Capitellar Fractures in Children and Adolescents: Classification and Early Results of Treatment

Praveen G Murthy, Carley Vuillermin, Manahil N Naqvi, Peter M Waters, Donald S Bae
Journal of Bone and Joint Surgery. American Volume 2017 August 2, 99 (15): 1282-1290

BACKGROUND: There has been limited published information regarding capitellar fractures in the pediatric population. The purpose of this investigation was to characterize capitellar fracture patterns in children and adolescents and to assess early clinical and radiographic treatment outcomes.

METHODS: A retrospective analysis of 37 children and adolescents with capitellar fractures presenting to a tertiary pediatric hospital from 2004 to 2014 was performed. The mean patient age at the time of injury was 11.8 years. Medical records and radiographs were evaluated for fracture pattern, treatment, healing, and complications. Fractures were categorized on the basis of prevailing patterns of injury, and a classification system is proposed that aids in treatment decision-making. Thirty-two patients had follow-up of at least 6 weeks and were included for assessment of treatment outcomes. The mean follow-up was 12.3 months.

RESULTS: Three predominant capitellar fracture patterns were identified. Type-I fractures (n = 25) were anterior shear injuries. Nondisplaced anterior shear fractures were successfully treated with cast immobilization. Displaced anterior shear fractures were treated with open reduction and internal fixation, with good results in a majority of patients. Of the 21 patients with Type-Ib fractures eligible for analysis, 6 (29%) required a secondary surgical procedure for loss of motion related to soft-tissue contracture, osteonecrosis, implant prominence, and/or intra-articular loose bodies. Type-II fractures (n = 9) were posterolateral shear injuries, typically associated with ulnohumeral dislocations. Among 5 patients with displaced fractures and adequate follow-up, 3 patients were treated nonoperatively and had poor results, with loss of elbow motion or mechanical symptoms, and 2 patients were treated surgically and achieved good functional restoration. Type-III fractures (n = 3) were acute chondral shear injuries, which achieved full restoration of motion after surgical treatment.
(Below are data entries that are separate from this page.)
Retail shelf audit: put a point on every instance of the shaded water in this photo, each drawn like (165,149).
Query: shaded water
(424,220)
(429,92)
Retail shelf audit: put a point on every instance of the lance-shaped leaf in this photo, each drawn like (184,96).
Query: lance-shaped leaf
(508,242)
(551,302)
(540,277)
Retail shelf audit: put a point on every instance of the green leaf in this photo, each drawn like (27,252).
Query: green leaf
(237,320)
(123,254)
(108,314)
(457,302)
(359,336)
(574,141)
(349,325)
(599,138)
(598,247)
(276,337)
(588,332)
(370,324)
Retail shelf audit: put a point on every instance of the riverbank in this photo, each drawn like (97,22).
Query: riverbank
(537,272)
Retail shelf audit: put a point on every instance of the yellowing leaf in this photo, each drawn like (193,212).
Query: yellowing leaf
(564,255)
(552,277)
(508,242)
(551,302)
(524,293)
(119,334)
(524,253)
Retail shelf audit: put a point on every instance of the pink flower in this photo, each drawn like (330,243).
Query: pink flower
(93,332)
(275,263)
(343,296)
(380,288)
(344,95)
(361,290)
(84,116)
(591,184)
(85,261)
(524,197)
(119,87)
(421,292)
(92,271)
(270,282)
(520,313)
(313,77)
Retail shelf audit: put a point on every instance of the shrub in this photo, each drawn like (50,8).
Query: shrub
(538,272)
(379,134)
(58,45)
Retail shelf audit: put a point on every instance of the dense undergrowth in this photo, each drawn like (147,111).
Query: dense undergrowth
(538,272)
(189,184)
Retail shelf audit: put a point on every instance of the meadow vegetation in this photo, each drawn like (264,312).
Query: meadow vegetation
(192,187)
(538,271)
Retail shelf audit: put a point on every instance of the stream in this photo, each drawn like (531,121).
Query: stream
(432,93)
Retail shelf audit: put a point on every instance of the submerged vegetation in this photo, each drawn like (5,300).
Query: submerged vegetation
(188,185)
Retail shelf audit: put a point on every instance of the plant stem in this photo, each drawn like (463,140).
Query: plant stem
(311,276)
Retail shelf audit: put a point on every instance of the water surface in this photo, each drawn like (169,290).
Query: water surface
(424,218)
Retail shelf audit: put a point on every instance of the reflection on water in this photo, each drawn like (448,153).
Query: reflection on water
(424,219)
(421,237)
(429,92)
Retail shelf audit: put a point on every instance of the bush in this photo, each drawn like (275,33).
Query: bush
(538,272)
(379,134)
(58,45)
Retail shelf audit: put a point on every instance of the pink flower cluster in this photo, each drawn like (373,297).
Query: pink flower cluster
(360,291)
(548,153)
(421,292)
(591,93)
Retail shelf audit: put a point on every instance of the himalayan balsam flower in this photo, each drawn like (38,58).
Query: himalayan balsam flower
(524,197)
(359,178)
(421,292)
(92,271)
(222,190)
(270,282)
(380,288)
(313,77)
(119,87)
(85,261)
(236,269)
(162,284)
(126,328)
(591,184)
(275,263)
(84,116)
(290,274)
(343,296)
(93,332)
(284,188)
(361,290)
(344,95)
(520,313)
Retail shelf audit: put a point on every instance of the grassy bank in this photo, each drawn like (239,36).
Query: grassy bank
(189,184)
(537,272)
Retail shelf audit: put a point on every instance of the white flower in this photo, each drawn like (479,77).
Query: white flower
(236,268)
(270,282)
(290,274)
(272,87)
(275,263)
CONCLUSIONS: A classification of pediatric capitellar fractures is proposed, guiding treatment and prognosis. Nondisplaced fractures heal successfully with cast immobilization. Good results may be expected with surgical fixation of displaced Type-I fractures (anterior shear). Type-II fractures (posterolateral shear) and Type-III fractures (chondral shear) are more subtle; advanced imaging and timely surgical management for displaced injuries are recommended to optimize clinical results.

LEVEL OF EVIDENCE: Therapeutic Level IV. See Instructions for Authors for a complete description of levels of evidence.